Re: Bug in ecpg lib ? - Mailing list pgsql-general

From Albe Laurenz
Subject Re: Bug in ecpg lib ?
Date
Msg-id D960CB61B694CF459DCFB4B0128514C203937E11@exadv11.host.magwien.gv.at
Whole thread Raw
In response to Re: Bug in ecpg lib ?  (leif@crysberg.dk)
List pgsql-general
lj@crysberg.dk wrote:
>     I have been trying to figure this thing out myself too, 
> breakpointing and single stepping my way through some of the 
> ecpg code, but without much clarification. (More that I 
> learned new things about pthread). I have been trying to 
> figure out whether this is a real thing or more a mudflapth 
> "mis-judgement". Also on most (the faster ones) machines 
> mudflap complains either about "invalid pointer in free()" or 
> "double free() or corruption". I haven't been able to verify 
> this yet.
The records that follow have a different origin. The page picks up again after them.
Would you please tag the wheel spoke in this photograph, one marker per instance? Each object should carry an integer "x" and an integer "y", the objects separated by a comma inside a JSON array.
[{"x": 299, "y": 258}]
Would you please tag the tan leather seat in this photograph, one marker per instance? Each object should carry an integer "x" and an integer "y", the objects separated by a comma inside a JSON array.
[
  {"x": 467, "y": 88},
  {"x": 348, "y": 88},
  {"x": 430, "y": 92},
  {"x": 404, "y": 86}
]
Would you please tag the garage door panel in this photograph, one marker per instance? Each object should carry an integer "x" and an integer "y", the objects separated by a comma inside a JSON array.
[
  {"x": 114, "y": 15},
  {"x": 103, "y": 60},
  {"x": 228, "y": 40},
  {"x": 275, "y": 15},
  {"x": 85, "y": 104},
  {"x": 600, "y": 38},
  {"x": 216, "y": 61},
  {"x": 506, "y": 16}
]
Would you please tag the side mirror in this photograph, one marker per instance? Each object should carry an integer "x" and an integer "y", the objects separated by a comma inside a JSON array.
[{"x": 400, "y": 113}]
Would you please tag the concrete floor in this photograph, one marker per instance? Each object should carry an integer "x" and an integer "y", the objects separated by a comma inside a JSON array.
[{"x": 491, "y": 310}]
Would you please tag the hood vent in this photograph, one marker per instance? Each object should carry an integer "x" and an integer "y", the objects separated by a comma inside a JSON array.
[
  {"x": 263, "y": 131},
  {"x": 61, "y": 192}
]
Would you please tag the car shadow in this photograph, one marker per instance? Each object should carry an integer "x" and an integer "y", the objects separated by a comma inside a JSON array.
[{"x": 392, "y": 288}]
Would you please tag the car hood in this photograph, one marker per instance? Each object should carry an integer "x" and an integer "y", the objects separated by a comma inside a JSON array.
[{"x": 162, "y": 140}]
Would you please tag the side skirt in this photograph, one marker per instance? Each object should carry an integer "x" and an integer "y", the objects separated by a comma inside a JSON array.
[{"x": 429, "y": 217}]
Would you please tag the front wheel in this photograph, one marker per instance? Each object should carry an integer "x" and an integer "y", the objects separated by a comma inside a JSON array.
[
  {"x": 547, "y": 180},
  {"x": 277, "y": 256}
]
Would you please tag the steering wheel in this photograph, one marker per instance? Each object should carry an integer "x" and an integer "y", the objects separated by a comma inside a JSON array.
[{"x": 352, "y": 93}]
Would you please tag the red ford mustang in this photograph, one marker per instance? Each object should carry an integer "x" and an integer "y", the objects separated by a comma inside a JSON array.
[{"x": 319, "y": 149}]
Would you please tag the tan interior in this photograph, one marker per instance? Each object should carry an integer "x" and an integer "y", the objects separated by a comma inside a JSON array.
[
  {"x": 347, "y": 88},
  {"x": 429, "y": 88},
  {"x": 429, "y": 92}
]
Specifically on one (slower) machine, I have only 
> seen this mudflapth complaint once, though I have been both 
> running and debugging it on that many times.
> 
>     Are you sure what you suggest is nonsense ? In the light 
> of the sqlca struct being "local" to each thread ? I tried to 
> put the open and close connection within the thread, but I 
> was still able to get the mudflap complaint. Theoretically, I 
> guess one could use just 1 connection for all db access in 
> all threads just having them enclosed within 
> pthread_mutex_[un]lock()s !? (Not what I do, though.)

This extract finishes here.